Игорь снова, до боли напрягая глаза, вгляделся в кораллы.
Знают ли, догадываются ли они, что будет потом? Или они настолько низко организованы, что для них нет смерти, есть лишь очередной этап развития, освобождающаяся от жильцов известковая ячейка, на которой можно поселиться и построить новую клетушку? Может быть, всё может быть.
— Внимание, ребята. Включаю вертолётный режим, — сообщил Роберт.
По тому, как бросились врассыпную рыбёшки, как нырнул под обломки рак-отшельник, Игорь определил, что винты начали проворачиваться.

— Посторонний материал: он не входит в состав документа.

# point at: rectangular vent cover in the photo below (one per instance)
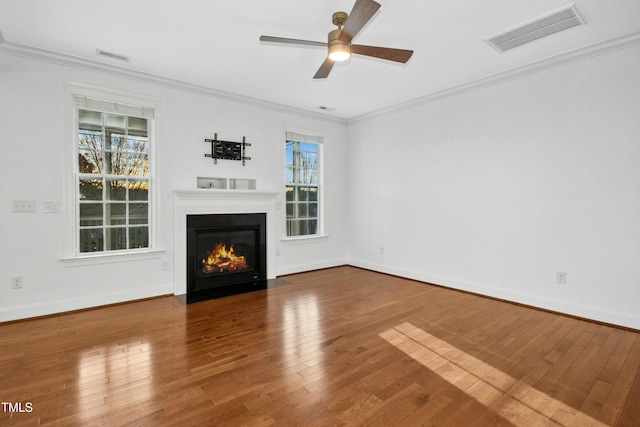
(111, 55)
(541, 27)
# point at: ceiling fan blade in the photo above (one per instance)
(324, 70)
(291, 41)
(388, 53)
(361, 13)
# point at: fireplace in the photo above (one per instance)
(226, 254)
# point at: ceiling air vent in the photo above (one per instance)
(111, 55)
(552, 23)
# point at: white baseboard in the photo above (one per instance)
(301, 268)
(79, 303)
(628, 320)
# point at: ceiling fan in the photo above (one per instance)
(339, 45)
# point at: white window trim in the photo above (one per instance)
(71, 256)
(306, 135)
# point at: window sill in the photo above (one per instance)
(304, 239)
(108, 258)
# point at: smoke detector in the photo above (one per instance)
(544, 26)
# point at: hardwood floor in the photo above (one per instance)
(341, 346)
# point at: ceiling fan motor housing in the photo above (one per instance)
(338, 50)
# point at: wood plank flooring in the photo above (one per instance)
(335, 347)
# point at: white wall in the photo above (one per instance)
(497, 189)
(35, 137)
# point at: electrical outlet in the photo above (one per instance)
(16, 282)
(561, 277)
(23, 206)
(50, 206)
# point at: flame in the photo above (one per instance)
(220, 260)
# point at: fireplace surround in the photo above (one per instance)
(226, 253)
(200, 203)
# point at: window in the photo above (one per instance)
(113, 176)
(302, 184)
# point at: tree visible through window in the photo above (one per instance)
(113, 181)
(302, 188)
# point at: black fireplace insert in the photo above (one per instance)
(226, 254)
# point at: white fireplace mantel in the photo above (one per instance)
(206, 201)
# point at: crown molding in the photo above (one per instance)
(587, 52)
(100, 67)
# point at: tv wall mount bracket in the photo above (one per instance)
(227, 150)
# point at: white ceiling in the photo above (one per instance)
(215, 44)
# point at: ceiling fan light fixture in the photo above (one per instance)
(338, 50)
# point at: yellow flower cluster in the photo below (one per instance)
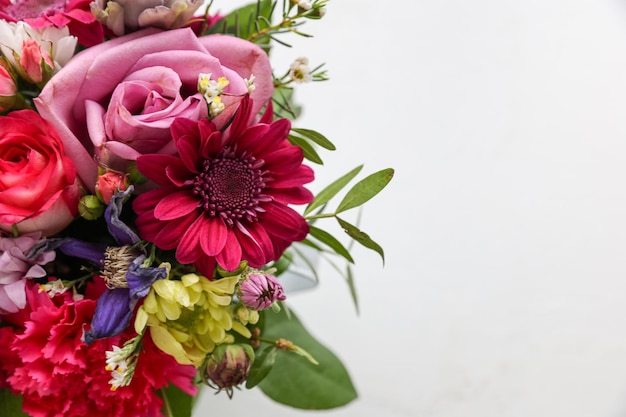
(187, 318)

Над дном вспучилось облако мути и стало расти по мере того, как винты набирали обороты. Вот в облаке скрылись кораллы, вот муть застила смотровой сегмент. Дисколёт качнулся и стал медленно приподниматься. И почти сразу Игорь почувствовал вибрацию. Она застучала медными молоточками в корпус, заставляя дисколёт вздрагивать короткими, судорожными рывками.
— Плохо дело? — спросил Игорь.
— Терпимо, — обнадеживающе крикнул Чекерс. — Мы поднимаемся. Лишь бы вибрация не усиливалась.

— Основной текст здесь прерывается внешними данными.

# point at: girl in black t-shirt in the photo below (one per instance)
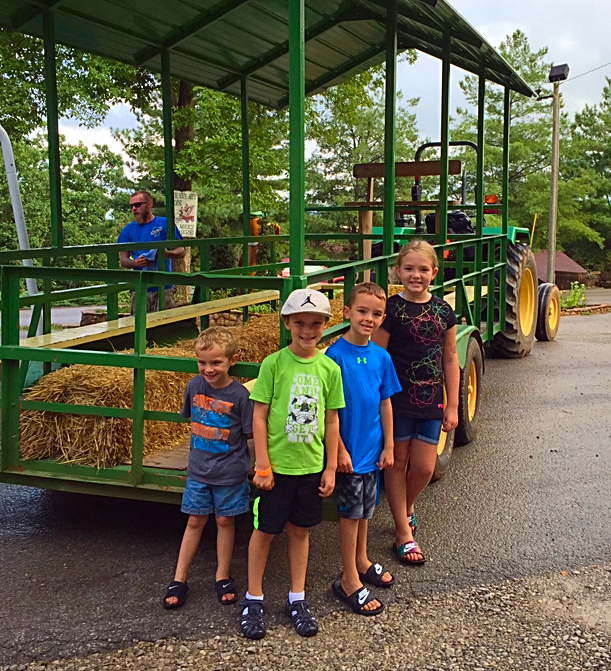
(419, 333)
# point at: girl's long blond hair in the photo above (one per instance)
(422, 247)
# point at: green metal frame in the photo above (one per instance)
(136, 480)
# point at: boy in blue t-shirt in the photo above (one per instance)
(366, 443)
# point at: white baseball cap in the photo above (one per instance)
(306, 300)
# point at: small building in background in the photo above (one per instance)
(567, 270)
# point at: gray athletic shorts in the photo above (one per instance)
(356, 494)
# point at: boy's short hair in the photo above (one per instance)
(217, 335)
(367, 288)
(306, 300)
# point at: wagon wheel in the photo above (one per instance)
(469, 393)
(445, 447)
(520, 304)
(548, 318)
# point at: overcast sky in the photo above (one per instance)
(577, 33)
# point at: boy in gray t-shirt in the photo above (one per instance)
(217, 476)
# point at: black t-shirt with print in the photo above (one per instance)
(416, 333)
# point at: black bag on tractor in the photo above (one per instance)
(458, 223)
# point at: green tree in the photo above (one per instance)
(87, 85)
(92, 183)
(589, 160)
(530, 148)
(211, 153)
(346, 125)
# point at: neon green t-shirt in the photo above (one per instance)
(298, 392)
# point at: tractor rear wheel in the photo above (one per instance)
(445, 447)
(520, 304)
(548, 318)
(469, 393)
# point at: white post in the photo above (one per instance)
(22, 232)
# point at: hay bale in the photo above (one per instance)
(101, 441)
(106, 441)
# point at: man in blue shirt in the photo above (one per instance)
(148, 228)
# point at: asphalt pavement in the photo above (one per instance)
(530, 495)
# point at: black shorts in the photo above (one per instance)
(293, 498)
(356, 494)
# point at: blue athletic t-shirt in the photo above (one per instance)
(369, 377)
(153, 231)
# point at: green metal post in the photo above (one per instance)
(168, 160)
(245, 177)
(445, 148)
(505, 197)
(137, 471)
(479, 192)
(204, 266)
(46, 318)
(297, 136)
(245, 166)
(390, 129)
(55, 190)
(112, 299)
(9, 457)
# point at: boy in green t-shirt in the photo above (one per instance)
(297, 395)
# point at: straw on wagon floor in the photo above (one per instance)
(101, 441)
(106, 441)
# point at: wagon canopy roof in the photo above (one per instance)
(214, 42)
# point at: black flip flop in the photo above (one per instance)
(357, 599)
(373, 576)
(178, 590)
(226, 586)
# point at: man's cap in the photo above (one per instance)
(306, 300)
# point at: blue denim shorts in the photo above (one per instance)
(201, 499)
(426, 430)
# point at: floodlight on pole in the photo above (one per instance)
(557, 74)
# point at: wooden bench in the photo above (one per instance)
(371, 171)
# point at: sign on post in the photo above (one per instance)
(185, 213)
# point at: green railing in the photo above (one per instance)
(137, 480)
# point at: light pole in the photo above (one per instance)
(557, 74)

Не успел он договорить, как молоточки превратились в глухо звенящий будильник, а рывки слились в неровную, лихорадочную дрожь.
Облако мути росло, расползалось, проглатывая колонию, но дисколёт уже оторвался от него, водная толща между ним и прозрачным брюхом дисколёта, к которому прильнул Игорь, постепенно увеличивалась.

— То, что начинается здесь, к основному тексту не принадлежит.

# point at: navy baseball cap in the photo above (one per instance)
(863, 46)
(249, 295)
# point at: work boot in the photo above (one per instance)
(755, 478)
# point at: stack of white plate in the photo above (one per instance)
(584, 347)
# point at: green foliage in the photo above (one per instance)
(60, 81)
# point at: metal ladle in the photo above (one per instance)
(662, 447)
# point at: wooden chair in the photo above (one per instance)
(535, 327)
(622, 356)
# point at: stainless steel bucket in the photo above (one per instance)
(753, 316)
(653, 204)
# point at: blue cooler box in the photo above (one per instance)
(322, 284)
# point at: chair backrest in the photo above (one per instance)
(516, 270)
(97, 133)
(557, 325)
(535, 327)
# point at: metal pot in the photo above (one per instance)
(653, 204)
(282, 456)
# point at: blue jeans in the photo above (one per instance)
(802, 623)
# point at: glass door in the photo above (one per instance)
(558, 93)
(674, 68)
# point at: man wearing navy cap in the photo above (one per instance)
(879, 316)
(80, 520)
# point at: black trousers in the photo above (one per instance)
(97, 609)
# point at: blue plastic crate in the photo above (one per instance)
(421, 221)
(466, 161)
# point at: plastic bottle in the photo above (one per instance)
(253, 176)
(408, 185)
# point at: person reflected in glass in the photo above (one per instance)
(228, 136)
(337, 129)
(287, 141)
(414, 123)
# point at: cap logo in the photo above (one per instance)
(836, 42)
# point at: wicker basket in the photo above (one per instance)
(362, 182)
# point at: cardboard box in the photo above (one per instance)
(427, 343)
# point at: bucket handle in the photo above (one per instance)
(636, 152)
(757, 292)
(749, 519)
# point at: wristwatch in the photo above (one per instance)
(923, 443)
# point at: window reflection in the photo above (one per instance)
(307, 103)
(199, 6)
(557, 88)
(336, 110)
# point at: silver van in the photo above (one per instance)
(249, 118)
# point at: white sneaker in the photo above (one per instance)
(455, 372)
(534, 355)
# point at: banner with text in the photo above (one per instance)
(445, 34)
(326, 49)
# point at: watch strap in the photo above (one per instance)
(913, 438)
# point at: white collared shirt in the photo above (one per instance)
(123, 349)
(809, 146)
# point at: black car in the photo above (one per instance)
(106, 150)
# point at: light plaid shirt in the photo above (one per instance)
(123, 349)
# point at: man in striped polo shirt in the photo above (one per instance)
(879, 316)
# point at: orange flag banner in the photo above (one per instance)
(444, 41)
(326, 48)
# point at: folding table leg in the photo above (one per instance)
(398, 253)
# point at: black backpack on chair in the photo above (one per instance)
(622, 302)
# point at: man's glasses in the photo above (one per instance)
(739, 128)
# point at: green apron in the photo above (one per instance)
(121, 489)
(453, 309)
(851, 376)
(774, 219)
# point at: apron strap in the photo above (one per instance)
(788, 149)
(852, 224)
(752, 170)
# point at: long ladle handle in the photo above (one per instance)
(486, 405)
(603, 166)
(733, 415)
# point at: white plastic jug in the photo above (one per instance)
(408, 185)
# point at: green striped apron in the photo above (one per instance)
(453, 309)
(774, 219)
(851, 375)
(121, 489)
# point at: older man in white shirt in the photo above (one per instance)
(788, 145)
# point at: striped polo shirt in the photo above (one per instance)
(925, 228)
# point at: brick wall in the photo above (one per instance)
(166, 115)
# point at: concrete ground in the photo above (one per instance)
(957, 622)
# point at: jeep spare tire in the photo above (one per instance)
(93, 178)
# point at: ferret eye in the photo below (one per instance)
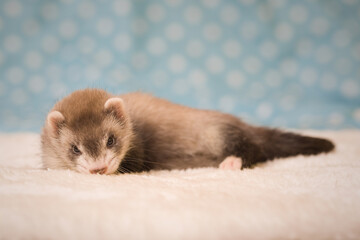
(75, 150)
(110, 142)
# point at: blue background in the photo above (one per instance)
(277, 63)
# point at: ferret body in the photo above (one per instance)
(92, 131)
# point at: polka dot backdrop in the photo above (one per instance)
(278, 63)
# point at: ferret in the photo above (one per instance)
(92, 131)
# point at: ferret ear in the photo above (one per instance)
(55, 119)
(116, 106)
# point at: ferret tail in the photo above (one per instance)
(278, 144)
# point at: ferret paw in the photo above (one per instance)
(231, 163)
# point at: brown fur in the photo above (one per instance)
(157, 134)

— На сколько поднялись? — раздался голос Нади.
— Прошли двадцать, — отозвался пилот. — Вибрация нарастает.
— А если сбросить обороты? — предложил Краснов.
— Нельзя. И так идём на самых малых. Чуть сбавить — опустимся обратно.
Словно стакан разбился где-то в динамиках.
— Лопнуло стекло в анализаторе, — пояснила Надя. — Ну да ничего, за приборами всё равно уследить невозможно, цифры на дисплеях пляшут как сумасшедшие.
— Ты их лучше выключи, — посоветовал Чекерс, — а то они все могут испортиться.
Чтобы о прыгающий пол не разбить лицо, Игорь подложил под подбородок ладони.
— Игорь! Голова… Болит голова! — вскрикнула Надя. Удивиться, как в такой момент можно говорить о головной боли, Игорь не успел. Будто разъярённый шмель ворвался к нему в мозг.
— М-м-м… — сдавленно замычал он, сжимая виски.
— Терпите, ребята, это от вибрации, — сказал Чекерс. По голосу чувствовалось, что и ему несладко.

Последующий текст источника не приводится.